Domain: robotstxt.org
Stories and comments across the archive that link to robotstxt.org.
Comments · 108
-
Re:what! no Google?
"... we can find what we are looking for, whether those with the domains like it or not... "
Actually, those with the domains can prevent Google from indexing certain pages or even the entire site.
Search engines like Google use a technology called Robots. Search engine robots automatically scour the web returning information about each page they visit to the search engine's indexing search. This is then cache and correlated in a database.
Robots can be blocked by using a robots.txt file in the root directory of the web site. So, if your domain is foo.com, the corresponding robots.txt file would be at http://foo.com/robots.txt
Check out Web Server Administrator's Guide to the Robots Exclusion Protocol -
Re:I've got a solution!
s/secret.xml/robots.txt/g
http://www.robotstxt.org/wc/norobots.html -
Well Behaved Crawlers
...obey the Robot Exclusion Standard. This is not a big secret, and is linked to by all major search engines. Anyone wishing to exclude a well-behaved robot (like those of major search engines) can place a small file on their site which controls the behaviour of the robot. Don't want a robot in a particular directory? Then set your robots.txt up correctly.
P.S. Anyone keeping credit card info in a web directory that's accessible to the outside world should really think long and hard about getting out of business on the internet. -
Re:Proposal won't work: No incentive!
But if we could have kept search engines from returning it, that would have been even better. Since in our case the page was intended for internal use, we don't care whether anyone can find it from the Internet. Our real users know where to look for it.
http://www.robotstxt.org/wc/exclusion.html -
Isn't copying on the internet authorized?
Files don't get on the internet by accident! It is inherent in the medium that when you put your files under the control of a web server and have it listen for connections on a network and respond that copies will be made. If that isn't good enough, password protect your website. Using a webserver without access control is an opt-in system that clearly authorizes some copying. The only question is how much copying is authorized.
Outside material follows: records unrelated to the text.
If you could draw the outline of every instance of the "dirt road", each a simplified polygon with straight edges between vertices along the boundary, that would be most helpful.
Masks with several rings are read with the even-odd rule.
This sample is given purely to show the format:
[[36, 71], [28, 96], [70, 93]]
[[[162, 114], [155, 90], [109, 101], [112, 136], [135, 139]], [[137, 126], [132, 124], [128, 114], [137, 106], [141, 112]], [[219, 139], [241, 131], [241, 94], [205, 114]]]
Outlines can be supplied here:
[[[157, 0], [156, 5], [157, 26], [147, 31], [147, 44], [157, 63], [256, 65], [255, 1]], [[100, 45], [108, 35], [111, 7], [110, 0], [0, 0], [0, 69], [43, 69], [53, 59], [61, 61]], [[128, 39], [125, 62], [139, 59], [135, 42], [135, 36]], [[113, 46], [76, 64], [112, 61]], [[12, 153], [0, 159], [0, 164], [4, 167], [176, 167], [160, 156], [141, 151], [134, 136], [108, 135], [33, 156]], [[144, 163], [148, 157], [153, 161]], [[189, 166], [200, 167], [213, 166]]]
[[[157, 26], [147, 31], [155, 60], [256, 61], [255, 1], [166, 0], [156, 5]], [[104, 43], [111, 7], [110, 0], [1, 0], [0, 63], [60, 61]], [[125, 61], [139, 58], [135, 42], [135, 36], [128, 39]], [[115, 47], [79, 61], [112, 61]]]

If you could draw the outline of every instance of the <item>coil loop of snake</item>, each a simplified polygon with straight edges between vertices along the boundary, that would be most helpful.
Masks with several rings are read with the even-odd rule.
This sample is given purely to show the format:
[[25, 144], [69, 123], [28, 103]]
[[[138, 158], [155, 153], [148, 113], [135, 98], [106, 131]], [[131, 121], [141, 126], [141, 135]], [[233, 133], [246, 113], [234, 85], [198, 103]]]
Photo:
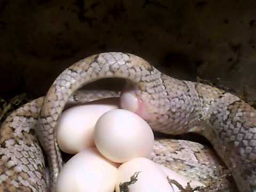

I fail to see any meaningful difference between infinite copying for free from the original site and transitive copying from a search engine. Since "deep linking" has been held to not be infringement, the argument that you aren't forced to see the whole page is bogus, since an URL can target the individual image file.
You can explicitly unauthorize search engines by using robots.txt, right? . Any splitting of hairs about the scope of copying authorized by the act of putting your file in a web server can be fully accomodated by using robots.txt. Since this standard is publicly available and well known, doesn't placing your files on the web without restricting via this method constitute a grant of authority to everyone with access to your web server to copy? Now if these search engines ignore robots.txt, then that is another matter, but I doubt that is the case.
When you opt-in to copying by placing your files in a web server, but fail to subsequently explicitly opt-out after that, you have authorized copying, so tough.
The photographers say they might have to leave the net. Not so if they follow robots.txt . I don't generally think that forcing off people who won't learn how the net works is a bad thing. These groups are essentially trying to use the courts to create standards. The net already created its own standard for this in 1994. Perhaps we will have the first ruling that essentially says "RTFM". -
So say no to the robots :)
You can use a little thing called robots.txt - look it up here or here if you don't know what it is.
Allows really useful features like marking given directories, pages, or files off-limits to a specific robot or all robots in general. Boy... a technical solution to a technical problem instead of a new round of lawsuits?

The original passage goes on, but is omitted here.